The use of homologous in that passage is partly metaphorical, too. When you read it, you’re getting a sense of the way that the French structuralists imagine the structures inherent in capitalism to be three-dimensional and almost mathematically uniform, like a crystalline structure in which different spatial and structural junctures replicate each other geometrically, so that you can almost swap in different bits of the structure in and out and it retains a kind of spatial uniformity. Social relationships in this model are essentially relational, but the structure of that relationality is kind of uniform and fungible.
In contrast, she’s saying that once you add time into the structure, you can see that the relational junctures aren’t all alike and endlessly swappable, but that they are more like knotted concentrations of power that change and disperse over time, and don’t remain either static or like you can just swap them in and out and the structure remains the same. So you can’t just say, for example, the relation between structures of oppression is neat and endlessly swappable, and you can map on race-economy-class to sex-economy-law or labour-capital-material. When you input time into the model of the “crystal”, instead you see that there are different densities and networks of power in each relationship, that make them change over time.

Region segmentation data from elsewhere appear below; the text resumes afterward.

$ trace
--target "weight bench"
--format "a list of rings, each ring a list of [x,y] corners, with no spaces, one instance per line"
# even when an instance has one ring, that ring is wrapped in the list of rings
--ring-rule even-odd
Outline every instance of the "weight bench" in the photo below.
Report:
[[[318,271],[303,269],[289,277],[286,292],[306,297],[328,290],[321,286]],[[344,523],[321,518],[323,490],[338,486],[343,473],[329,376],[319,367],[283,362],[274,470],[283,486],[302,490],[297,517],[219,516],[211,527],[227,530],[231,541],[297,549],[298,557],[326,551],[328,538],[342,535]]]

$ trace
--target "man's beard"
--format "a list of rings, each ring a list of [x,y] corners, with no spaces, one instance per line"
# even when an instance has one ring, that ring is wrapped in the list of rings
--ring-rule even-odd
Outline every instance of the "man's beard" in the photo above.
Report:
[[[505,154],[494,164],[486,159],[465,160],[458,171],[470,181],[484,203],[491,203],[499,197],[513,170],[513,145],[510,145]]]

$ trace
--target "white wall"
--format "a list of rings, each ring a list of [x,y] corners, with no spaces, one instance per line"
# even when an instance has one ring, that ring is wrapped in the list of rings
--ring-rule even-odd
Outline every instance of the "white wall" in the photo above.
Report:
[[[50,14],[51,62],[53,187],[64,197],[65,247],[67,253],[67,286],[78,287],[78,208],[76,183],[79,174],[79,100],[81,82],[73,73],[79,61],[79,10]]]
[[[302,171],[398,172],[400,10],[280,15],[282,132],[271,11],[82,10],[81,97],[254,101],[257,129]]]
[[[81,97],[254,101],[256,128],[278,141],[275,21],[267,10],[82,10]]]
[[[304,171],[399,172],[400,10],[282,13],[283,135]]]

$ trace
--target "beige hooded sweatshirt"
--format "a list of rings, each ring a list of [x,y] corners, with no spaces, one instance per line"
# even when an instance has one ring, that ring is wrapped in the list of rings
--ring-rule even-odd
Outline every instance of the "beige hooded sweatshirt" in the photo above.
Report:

That relationship between the spatial and mathematical, and the idea of similarity and equivalence, is being carried by the word “homologous” because she’s making reference to the specific thought-models of structuralist French Marxism. Without it some of the way a specialist might read that passage would be lost. I can boil the essence of it down into a simpler statement, but then it’s missing the explicit connection back to the pseudo-mathematicality of structuralism that the word is telling me about. As I read it, it’s drawing in the specific forms of mid-century theories that she’s talking about. That’s what I mean by a technical discourse - yes, I can rephrase this for a less technical audience, but then it loses something that’s there explicitly for a readership that’s familiar with the tradition she’s writing about.
And you notice that the more I try to explain what the word does, the less easy it is for me to make my prose easy to understand, because I’m trying to translate a very detailed technical concept from French Marxism into different language. And in doing so I’m having to use metaphors of crystals and words like “fungible” because that’s the only way I can quite get close to the meaning. (By the end I might as well just use “homologous”…)
That’s why all disciplines use technical language (though they don’t all do it in the same way). If you study most historical philosophy you have to do it with dictionary in hand for years and years. It’s no different to any discipline in that regard.